POODLE
- CVE identifier: CVE-2014-3566
- Date discovered: October 14, 2014; 11 years ago
- Discoverer: Bodo Möller, Thai Duong, Krzysztof Kotowicz (Google Security Team)
- Affected software: Any software that uses or supports a fallback to SSL 3.0

= POODLE =

Form of message tampering

POODLE (which stands for "Padding Oracle On Downgraded Legacy Encryption") is a security vulnerability which takes advantage of the fallback behavior of TLS clients to SSL 3.0. If attackers successfully exploit this vulnerability, on average, they only need to make 256 SSL 3.0 requests to reveal one byte of encrypted messages. Bodo Möller, Thai Duong and Krzysztof Kotowicz from the Google Security Team discovered this vulnerability; they disclosed the vulnerability publicly on October 14, 2014 (despite the paper being dated "September 2014"). On December 8, 2014, a variation of the POODLE vulnerability that affected TLS was announced.

The CVE-ID associated with the original POODLE attack is .
F5 Networks filed for as well, see POODLE attack against TLS section below.

== Prevention ==
To mitigate the POODLE attack, one approach is to completely disable SSL 3.0 on the client side and the server side. However, some old clients and servers do not support TLS 1.0 and above. Thus, the authors of the paper on POODLE attacks also encourage browser and server implementation of TLS_FALLBACK_SCSV, which will make downgrade attacks impossible.
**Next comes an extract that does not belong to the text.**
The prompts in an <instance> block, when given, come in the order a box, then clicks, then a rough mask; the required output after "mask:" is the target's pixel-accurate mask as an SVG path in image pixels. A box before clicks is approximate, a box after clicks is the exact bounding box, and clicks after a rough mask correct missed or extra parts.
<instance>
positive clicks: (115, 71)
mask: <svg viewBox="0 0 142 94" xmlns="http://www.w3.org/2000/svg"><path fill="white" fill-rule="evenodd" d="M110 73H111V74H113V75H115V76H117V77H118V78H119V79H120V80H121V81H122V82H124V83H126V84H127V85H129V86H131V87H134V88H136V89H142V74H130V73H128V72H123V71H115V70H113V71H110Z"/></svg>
Another mitigation is to implement "anti-POODLE record splitting". It splits the records into several parts and ensures none of them can be attacked. However the problem of the splitting is that, though valid according to the specification, it may also cause compatibility issues due to problems in server-side implementations.

A full list of browser versions and levels of vulnerability to different attacks (including POODLE) can be found in the article Transport Layer Security.

Opera 25 implemented this mitigation in addition to TLS_FALLBACK_SCSV.

Google's Chrome browser and their servers had already supported TLS_FALLBACK_SCSV. Google stated in October 2014 it was planning to remove SSL 3.0 support from their products completely within a few months. Fallback to SSL 3.0 has been disabled in Chrome 39, released in November 2014. SSL 3.0 has been disabled by default in Chrome 40, released in January 2015.

Mozilla disabled SSL 3.0 in Firefox 34 and ESR 31.3, which were released in December 2014, and added support of TLS_FALLBACK_SCSV in Firefox 35.

Microsoft published a security advisory to explain how to disable SSL 3.0 in Internet Explorer and Windows OS, and on October 29, 2014, Microsoft released a fix which disables SSL 3.0 in Internet Explorer on Windows Vista / Server 2003 and above and announced a plan to disable SSL 3.0 by default in their products and services within a few months. Microsoft disabled fallback to SSL 3.0 in Internet Explorer 11 for Protect Mode sites on February 10, 2015, and for other sites on April 14, 2015.

Apple's Safari (on OS X 10.8, iOS 8.1 and later) mitigated against POODLE by removing support for all CBC protocols in SSL 3.0, however, this left RC4 which is also completely broken by the RC4 attacks in SSL 3.0. POODLE was completely mitigated in OS X 10.11 (El Capitan 2015) and iOS 9 (2015).

To prevent the POODLE attack, some web services dropped support of SSL 3.0. Examples include CloudFlare and Wikimedia.

Network Security Services version 3.17.1 (released on October 3, 2014) and 3.16.2.3 (released on October 27, 2014) introduced support for TLS_FALLBACK_SCSV, and NSS will disable SSL 3.0 by default in April 2015. OpenSSL versions 1.0.1j, 1.0.0o and 0.9.8zc, released on October 15, 2014, introduced support for TLS_FALLBACK_SCSV. LibreSSL version 2.1.1, released on October 16, 2014, disabled SSL 3.0 by default.

== POODLE attack against TLS ==
A new variant of the original POODLE attack was announced on December 8, 2014. This attack exploits implementation flaws of CBC encryption mode in the TLS 1.0 - 1.2 protocols. Even though TLS specifications require servers to check the padding, some implementations fail to validate it properly, which makes some servers vulnerable to POODLE even if they disable SSL 3.0. SSL Pulse showed "about 10% of the servers are vulnerable to the POODLE attack against TLS" before this vulnerability was announced. The CVE-ID for F5 Networks' implementation bug is . The entry in NIST's NVD states that this CVE-ID is to be used only for F5 Networks' implementation of TLS, and that other vendors whose products have the same failure to validate the padding mistake in their implementations like A10 Networks and Cisco Systems need to issue their own CVE-IDs for their implementation errors because this is not a flaw in the protocol but in the implementation.

The POODLE attack against TLS was found to be easier to initiate than the initial POODLE attack against SSL. There is no need to downgrade clients to SSL 3.0, meaning fewer steps are needed to execute a successful attack.